I guess the film belongs to Frances Macdermond who is able to put light to every character she does (and what a variety that is). Here she plays Jane, the bohemian musician type who is a living proof to every stereotype there is about the music industry. Still, Frances McDormand is able to give us a fuller person of Jane with a lot more depth to her character. Another fact that I reminded myself during the viewing was that she indeed is the parent of Sam... this means that in spite of Sam' accusations and negative feelings she seemed to have done at least a few things right. Sam is not only very intellectual (Harvard graduate, cool and calculated) but is also a kind human being who is able to give meaning to his role as a doctor. I also liked Natascha McElhone as Sara and thought she was definitely more "alive" then Alex.
The film includes one of the hottest sex scenes ever, although not including anything physical only a conversation between two people sitting in a car.

Movie Review: (In Fact 3.5) Flawed But One Notch Up for McDormand's "Babe"
Summary: 4 Stars

"Laurel Canyon" has a simple premise. It is about a pair in love, young doctor Sam (Chrstian Bale) who is going to work in hospital, and Alex (Kate Beckinsale) who is working on a paper (doctorial) about the reproduction system of flies. The couple are going to marry soon, and fly to the West Coast where Sam's mother lives. And it's Laurel Canyon, the place of Joni Mitchell song.

His mom Jane (Frances McDormand) has her own studio where she produces records; lots of golden records are decorated; and Jane and the band led by Ian (Alessandro Nivola, giving his own voice) are still dreaming of Summer of Love, rolling joints as if that's usual. Alex, serious student of insects. cannot be free from the influence, finding another side of her personality. In the meanwhile, Sam meets a beautiful Israeli doctor (Natascha McElhone), who is attracted to him, and he to her.

The story is nothing new, and the characters are not particularly interesting except Jane, thanks greatly to McDormand. Few can play the role of mother, lover, and seducer in one, and McDormand does it so easliy that you may forget that "Laurel Canyon" is basically the story about the younger ones, Bale and Beckinsale.

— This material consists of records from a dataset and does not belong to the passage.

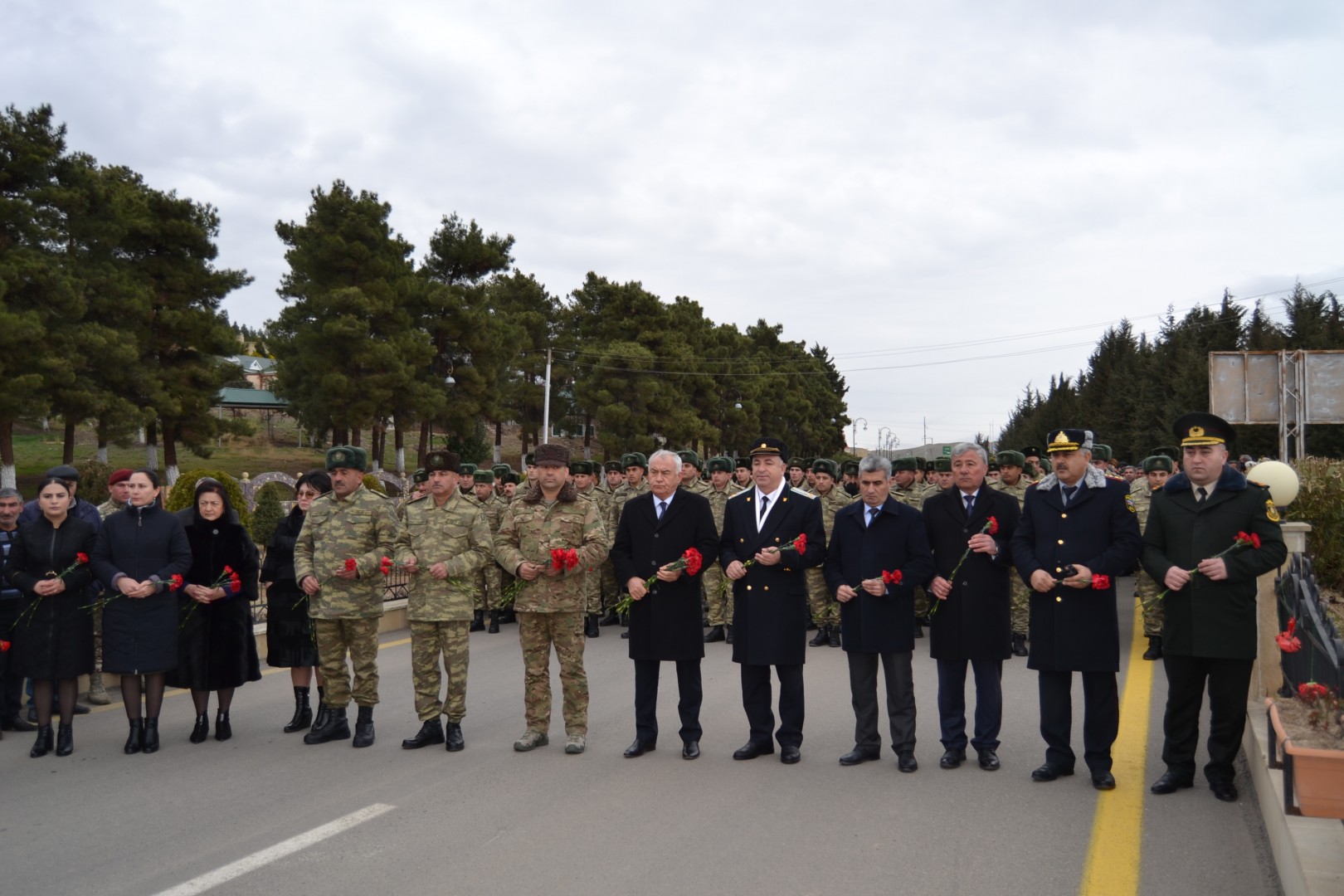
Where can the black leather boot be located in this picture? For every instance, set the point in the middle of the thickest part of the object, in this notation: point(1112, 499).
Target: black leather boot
point(455, 742)
point(303, 712)
point(364, 727)
point(42, 746)
point(65, 740)
point(431, 733)
point(332, 727)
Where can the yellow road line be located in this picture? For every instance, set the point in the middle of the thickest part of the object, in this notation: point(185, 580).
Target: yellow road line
point(173, 692)
point(1114, 855)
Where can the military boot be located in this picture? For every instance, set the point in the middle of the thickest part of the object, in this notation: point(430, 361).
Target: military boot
point(364, 727)
point(334, 727)
point(431, 733)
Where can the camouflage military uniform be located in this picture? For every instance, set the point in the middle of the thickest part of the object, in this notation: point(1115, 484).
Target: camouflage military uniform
point(825, 609)
point(1019, 592)
point(360, 527)
point(715, 592)
point(550, 609)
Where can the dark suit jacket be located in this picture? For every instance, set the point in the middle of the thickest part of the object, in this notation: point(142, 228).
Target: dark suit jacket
point(856, 551)
point(1211, 618)
point(771, 603)
point(973, 622)
point(665, 624)
point(1075, 629)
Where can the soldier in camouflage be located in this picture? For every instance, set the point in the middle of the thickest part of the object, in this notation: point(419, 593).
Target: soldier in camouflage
point(717, 592)
point(1011, 480)
point(550, 607)
point(444, 543)
point(1157, 470)
point(338, 563)
point(825, 609)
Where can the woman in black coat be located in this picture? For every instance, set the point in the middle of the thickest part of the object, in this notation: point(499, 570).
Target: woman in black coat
point(216, 645)
point(54, 641)
point(136, 557)
point(290, 631)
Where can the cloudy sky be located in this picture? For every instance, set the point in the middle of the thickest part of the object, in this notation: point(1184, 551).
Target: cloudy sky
point(955, 197)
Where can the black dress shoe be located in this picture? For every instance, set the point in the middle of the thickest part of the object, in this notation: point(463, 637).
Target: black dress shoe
point(856, 757)
point(952, 758)
point(1171, 782)
point(752, 750)
point(1050, 772)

And they are not bad, though I cannot understand the producers' decision of casting two British faces in American situation.

The locations play the vital role. And they are attractive, including that of Hotel Chateau Marmont. But somehow there is something off-putting about them, perhaps they are essentially the places for celebrities, where not many ordinary people can approach casually. I know the story cannot be nowhere else; but the overfamiliar plot and the weak ending betray that except for McDormand's, the characters lack something substantial, like the place the film shows. In other words, we care little about them.

See this film as Frances McDormand's, and you will not be disappointed. Lisa Cholodenko is no doubt a talented director, and her previous film 'High Art' starring Radha Mitchell and Ally Sheedy is a quite impressive film about the two lovers, about which we really care. That was far better than "Laurel Can." and the place you should go first.